Leader of South Africa’s Largest Historical Bitcoin-Based Pyramid Scheme Convicted In Brazil, Receives R595,000 Fine.
Mirror Trading International’s CEO Johann Steynberg found guilty for identity forgery in Bitcoin pyramid scheme; faces reduced fine and ongoing extradition proceedings.
By Anna B Kiwanuka
The CEO of Mirror Trading International (MTI), Johann Steynberg, has been found guilty in Brazil of using a forged identity document. The judge imposed an aggravated sentence in light of the circumstances. The court proceedings also unveiled information about Steynberg’s lifestyle while in hiding in Brazil, indicating that he had allegedly acquired property under the false identities of two girlfriends.
Despite the gravity of his crime, Steynberg’s original three-year and six-month prison sentence was reduced to a monetary fine to be donated to a court-designated charity. Steynberg’s defense team has filed an appeal, arguing that his culpability is related to a smaller offense that warrants a shorter term. They claim that Steynberg’s conduct is punishable under Brazilian Penal Code Article 307 for assuming a fraudulent identity, although the state accused him under Article 304 of using counterfeit documents.
Simultaneously, the state prosecutor has filed an appeal, requesting a heavier sentence for Steynberg. While it has not been proved, it appears that the founder of South Africa’s greatest pyramid scam is still being held in preventative imprisonment while extradition processes are ongoing.
Attempts to obtain feedback from Steynberg’s associates and law enforcement were futile. MTI, a Bitcoin-based pyramid scheme, began in South Africa and has attracted participants from all around the world. MTI used network marketing strategies to recruit participants into the scheme while promising high profits on Bitcoin deposits.
In April, Acting Judge Alma de Wet of the Western Cape High Court declared MTI to be an illegal pyramid and Ponzi-type scam, cementing its illegal status.
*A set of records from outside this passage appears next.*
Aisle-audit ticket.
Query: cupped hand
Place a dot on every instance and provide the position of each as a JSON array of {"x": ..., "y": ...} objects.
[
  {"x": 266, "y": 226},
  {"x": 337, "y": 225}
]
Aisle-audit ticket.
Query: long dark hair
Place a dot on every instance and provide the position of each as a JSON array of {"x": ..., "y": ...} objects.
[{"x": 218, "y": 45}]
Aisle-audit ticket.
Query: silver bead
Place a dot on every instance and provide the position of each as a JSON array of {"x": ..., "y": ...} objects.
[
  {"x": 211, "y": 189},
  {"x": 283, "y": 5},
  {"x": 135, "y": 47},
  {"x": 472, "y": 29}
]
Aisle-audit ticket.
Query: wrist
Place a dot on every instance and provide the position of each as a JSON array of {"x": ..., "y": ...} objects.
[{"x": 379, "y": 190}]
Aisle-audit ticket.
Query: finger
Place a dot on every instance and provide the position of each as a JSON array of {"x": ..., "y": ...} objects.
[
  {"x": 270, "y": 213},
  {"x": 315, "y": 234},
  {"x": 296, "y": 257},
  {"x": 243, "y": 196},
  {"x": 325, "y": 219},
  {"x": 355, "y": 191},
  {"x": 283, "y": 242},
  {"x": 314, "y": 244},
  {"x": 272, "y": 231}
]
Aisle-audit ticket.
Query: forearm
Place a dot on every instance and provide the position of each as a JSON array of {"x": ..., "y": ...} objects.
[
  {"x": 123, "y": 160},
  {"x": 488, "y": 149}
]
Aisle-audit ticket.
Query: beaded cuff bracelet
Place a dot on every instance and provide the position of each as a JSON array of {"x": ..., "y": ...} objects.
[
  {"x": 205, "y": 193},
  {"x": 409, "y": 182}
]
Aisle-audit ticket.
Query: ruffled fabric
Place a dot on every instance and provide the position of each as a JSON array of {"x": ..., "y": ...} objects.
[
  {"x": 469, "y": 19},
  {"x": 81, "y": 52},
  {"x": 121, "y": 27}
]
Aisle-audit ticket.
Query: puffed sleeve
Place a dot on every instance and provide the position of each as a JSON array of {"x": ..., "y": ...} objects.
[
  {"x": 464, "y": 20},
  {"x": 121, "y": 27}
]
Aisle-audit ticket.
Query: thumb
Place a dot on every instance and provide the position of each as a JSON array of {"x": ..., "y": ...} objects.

Clynton Marks, a 50% shareholder and former head of MTI’s referral program has asked for permission to appeal Alma de Wet’s verdict.
According to individuals familiar with MTI’s demise, over 46,000 bitcoins passed through the scam, valuing it at around R26 billion based on the current Bitcoin price of R565,000. According to liquidators’ records, when MTI failed, it was intended to hold around 22,222.548 bitcoins, which is almost R12.6 billion at current rates.
MTI has already surpassed the previous legendary Krion Ponzi scheme and Travel Ventures International (TVI) as the greatest pyramid or Ponzi scheme in South African history. While the exact worth of Africrypt is unknown, it is thought to be between R200 million and R1 billion. MTI was named the most serious cryptocurrency scam of 2020 by Chainalysis.
Johann Steynberg made his last public appearance before disappearing during a monthly MTI leadership Q&A Zoom call. MTI’s collapse occurred after a trip to Brazil in December 2020, along with complaints about delayed withdrawals. He was apprehended by the Goiás State Military Police team, Giro, in December 2021.
Steynberg allegedly used three false identities upon arriving in Brazil: “John,” Cleisson Veira da Silveira, and Edson Pereira de Almeida. During his arrest, Steynberg presented a false identity document named Cleisson Veira da Silveira, which did not match his appearance. Police also revealed that Steynberg had at least two girlfriends during his time in Brazil, one of whom witnessed him using the Cleisson identity.
Steynberg’s defense contests the events, suggesting unlawful evidence gathering by the police. They note the absence of arrest warrants against Steynberg in South Africa or any other country at the time of his arrest. Steynberg claims he bought fake IDs due to safety concerns in South Africa.
Steynberg’s lavish lifestyle was exposed in court documents, including the use of a helicopter for leisure, real estate transactions, and substantial money transfers using his forged identity. Steynberg’s guilty verdict resulted in a 3-year and six-month prison sentence, alongside a fine calculated from his wages. However, under Brazilian law, sentences under four years for non-violent crimes can be commuted to fines. Thus, Steynberg’s prison term was transformed into a charitable donation equivalent to twenty months’ wages. Despite this commuted sentence, Steynberg remains in custody as his extradition proceedings continue. Attempts to seek comments from various individuals, including Club Swan, yielded no response.